Fenêtre, balcon et intérieur

Bien que les plantes d’intérieur bénéficient d’un micro- climat tempéré, c’est l’hiver pour elles aussi et il faut éviter les apports d’engrais et limiter les arrosages. Si les pélargoniums que vous aviez soigneusement bouturés l’été dernier ont mauvaise mine, c’est qu’ils sont atteints par la fonte des boutures : il faut les éliminer et consulter les catalogues pour en commander de nouvelles variétés.
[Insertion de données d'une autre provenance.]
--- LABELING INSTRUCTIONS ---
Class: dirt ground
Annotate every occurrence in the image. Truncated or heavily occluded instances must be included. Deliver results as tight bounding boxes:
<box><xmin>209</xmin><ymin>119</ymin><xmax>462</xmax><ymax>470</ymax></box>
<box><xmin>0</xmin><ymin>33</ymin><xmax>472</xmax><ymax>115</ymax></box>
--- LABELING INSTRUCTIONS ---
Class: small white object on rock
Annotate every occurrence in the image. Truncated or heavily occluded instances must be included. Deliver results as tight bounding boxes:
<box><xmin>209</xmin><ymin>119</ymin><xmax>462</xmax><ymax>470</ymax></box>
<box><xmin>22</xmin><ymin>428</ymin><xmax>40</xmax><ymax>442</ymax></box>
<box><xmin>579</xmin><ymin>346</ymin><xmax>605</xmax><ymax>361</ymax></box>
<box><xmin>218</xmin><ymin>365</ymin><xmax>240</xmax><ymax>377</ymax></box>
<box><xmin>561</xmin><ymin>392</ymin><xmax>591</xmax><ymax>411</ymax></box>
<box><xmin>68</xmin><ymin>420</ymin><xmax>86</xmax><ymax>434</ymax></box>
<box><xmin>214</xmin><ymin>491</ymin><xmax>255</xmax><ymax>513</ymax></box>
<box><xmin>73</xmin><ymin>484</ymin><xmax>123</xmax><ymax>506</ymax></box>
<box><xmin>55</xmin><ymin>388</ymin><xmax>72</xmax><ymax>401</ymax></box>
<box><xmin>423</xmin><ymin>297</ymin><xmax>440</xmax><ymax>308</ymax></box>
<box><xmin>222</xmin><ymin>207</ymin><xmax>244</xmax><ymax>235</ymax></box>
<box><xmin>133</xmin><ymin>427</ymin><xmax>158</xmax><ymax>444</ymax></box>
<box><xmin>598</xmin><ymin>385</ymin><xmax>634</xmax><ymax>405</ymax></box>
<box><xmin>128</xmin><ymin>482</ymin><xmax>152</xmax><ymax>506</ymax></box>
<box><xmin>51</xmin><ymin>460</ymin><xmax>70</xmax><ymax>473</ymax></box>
Même s’il est peut-être ambitieux de postuler pour devenir refuge de la Ligue de protection des oiseaux (LPO), il est tout à fait possible d’installer un petit nichoir sur la terrasse et le balcon dans lequel on met des boules de graisse qui attirent les mésanges fort utiles au jardin contre les insectes nuisibles.

 

La plante du mois : Petits pois

Même au cœur de l’hiver, il faut toujours « avoir du petit pois chez soi », au fond du tiroir de semences, car c’est un des seuls légumes que l’on peut semer en janvier dans un sol meuble et si possible bien ressuyé. Légume vert de la famille des légumineuses, le pois potager est cultivé en Asie depuis des millénaires. Introduit dans le bassin méditerranéen pendant l’Antiquité où l’on utilisait surtout la variété des pois chiches, il est arrivé en France au 17e siècle. Il y connut un grand succès ; Louis XIV en était friand et fit beaucoup pour sa popularité. Pitum sativum, riche en vitamine C et en protéines, est plus énergétique (80 calories par 100 g) que les autres légumes verts.
Le pois se développe dans une cosse indigeste, sauf le mangetout, une des nombreuses variétés de ce légume.
Variétés suffisamment différenciées pour permettre une culture en plusieurs saisons, et dans divers sols et climats, celui du sud de la Loire ayant sa préférence. Parmi les classiques, le « Nain hâtif d’Annonay » peut être semé dès janvier ; quant au « Désirée », il satisfera les esthètes avec ses appétissantes gousses violettes ; dans la famille mangetout, on retiendra le « Corne de Bélier ». On les récolte avant la pleine maturité, entre mai et juillet, pour qu’ils ne soient pas trop durs et fibreux, sauf le pois cassé, une variété qu’on laisse durcir et qui est ensuite cassé mécaniquement. Sa résistance au froid et son adaptabilité n’empêchent pas une certaine fragilité : le petit pois est sensible à l’oïdium et attire les pucerons. On le protègera par la rotation culturale et en traitant préventivement avec des purins de fougère et de prêle.